In this Blog post, I seek to describe a quick example of how to analyze high-resolution data across layers and columns with LAYNII.
This post is motivated by Shinho Cho. I want to thank Shinho for providing the example data used here.
There are 5 steps involved to unfold the cortex.
1.) Obtain boder lines of GM/WM and CSF.
This can be done with automatic segmentation algorithms or manually in FSLeyes.

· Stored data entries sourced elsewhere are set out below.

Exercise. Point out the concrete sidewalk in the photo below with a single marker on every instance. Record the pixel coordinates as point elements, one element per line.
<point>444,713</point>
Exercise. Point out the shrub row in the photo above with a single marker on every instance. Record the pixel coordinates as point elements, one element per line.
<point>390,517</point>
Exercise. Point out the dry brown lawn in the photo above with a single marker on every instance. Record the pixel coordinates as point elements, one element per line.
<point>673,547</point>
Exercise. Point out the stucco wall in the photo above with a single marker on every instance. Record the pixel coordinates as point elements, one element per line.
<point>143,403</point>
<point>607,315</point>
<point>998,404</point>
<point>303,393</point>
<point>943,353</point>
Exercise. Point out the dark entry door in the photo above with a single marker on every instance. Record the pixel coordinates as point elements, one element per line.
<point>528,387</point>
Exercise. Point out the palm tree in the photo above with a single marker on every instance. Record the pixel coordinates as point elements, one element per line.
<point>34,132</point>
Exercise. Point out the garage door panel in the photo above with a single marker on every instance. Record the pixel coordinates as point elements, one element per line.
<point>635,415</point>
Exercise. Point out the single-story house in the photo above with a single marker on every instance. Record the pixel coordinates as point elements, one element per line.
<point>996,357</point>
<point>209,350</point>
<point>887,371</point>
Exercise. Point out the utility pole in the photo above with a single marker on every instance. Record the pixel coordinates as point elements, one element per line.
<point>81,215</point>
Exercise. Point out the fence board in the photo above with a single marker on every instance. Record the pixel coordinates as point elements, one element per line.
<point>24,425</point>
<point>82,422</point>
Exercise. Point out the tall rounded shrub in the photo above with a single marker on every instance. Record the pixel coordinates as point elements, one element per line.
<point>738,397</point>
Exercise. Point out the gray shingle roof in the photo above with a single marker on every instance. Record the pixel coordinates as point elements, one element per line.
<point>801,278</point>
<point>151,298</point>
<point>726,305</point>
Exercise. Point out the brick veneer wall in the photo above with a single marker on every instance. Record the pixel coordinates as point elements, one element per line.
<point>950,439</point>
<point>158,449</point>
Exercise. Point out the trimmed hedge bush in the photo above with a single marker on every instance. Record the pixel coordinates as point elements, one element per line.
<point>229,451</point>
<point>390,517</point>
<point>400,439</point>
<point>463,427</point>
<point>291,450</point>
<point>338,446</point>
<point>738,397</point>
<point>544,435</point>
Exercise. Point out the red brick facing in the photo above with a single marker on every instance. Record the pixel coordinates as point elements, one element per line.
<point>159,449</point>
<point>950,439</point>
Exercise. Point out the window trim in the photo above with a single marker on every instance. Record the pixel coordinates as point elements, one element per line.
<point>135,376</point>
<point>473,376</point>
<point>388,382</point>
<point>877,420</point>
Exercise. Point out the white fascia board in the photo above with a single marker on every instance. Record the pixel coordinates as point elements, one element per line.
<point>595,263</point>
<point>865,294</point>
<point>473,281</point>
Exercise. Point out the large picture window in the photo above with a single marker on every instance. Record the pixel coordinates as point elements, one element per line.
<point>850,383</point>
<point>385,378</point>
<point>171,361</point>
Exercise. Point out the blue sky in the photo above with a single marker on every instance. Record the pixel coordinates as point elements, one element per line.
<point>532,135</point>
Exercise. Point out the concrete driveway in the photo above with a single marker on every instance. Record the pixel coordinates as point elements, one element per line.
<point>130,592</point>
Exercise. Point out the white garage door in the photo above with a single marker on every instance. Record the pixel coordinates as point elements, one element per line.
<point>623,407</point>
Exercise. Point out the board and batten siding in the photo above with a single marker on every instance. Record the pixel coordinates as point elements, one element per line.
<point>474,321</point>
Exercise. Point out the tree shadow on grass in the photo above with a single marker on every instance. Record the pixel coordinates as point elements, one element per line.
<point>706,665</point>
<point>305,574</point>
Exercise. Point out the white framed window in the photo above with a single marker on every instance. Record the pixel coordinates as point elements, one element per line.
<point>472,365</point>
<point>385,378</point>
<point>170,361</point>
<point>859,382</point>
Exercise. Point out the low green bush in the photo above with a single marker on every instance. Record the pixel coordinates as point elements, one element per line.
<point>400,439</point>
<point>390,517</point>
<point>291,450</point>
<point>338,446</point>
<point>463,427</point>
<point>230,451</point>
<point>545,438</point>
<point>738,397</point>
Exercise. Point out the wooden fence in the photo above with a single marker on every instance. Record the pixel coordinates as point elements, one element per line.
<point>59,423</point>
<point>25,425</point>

2.) Calculating layers with LN_GROW_LAYERS
With this rim.nii file, LAYNII can generate the layers with the command:
LN_GROW_LAYERS -rim rim.nii -vinc 100
The result is a layer file layers.nii looking like this
Note on single slice data (e.g. for Shinho Cho ): when the “-threeD” flag is not set, the program LN_GROW_LAYERS estimates the layers on a slice-by-slice basis. This is done assuming that the slice direction is the third dimension in the nii header according to the default of x-y-z,as phase-read-slice. If your data are not stored like this, consider using the “-threeD” option in LN_GROW_LAYERS. Alternatively, the dimentsion can be exchanged with fslswapdim input x z y output.
3.) Setting landmarks
For the columnar distance calculation, you can choose a landmark manually anywhere in the layer.nii. E.g generate a new file that is everywhere zero except for one column, where the signal is 1.
4.) Calculating columnar distances
The columnar distances are calculated in the LAYNII program LN_COLUMNAR_DIST
LN_COLUMNAR_DIST -layer_file layers.nii -landmarks landmarks.nii -vinc 400
The layers and distances provide a orthogonal coordinate system that can be used to regrid the data into a 2-dim layer-column matrix.
The output of IMAGIRO is the file “unfoleded*.nii”.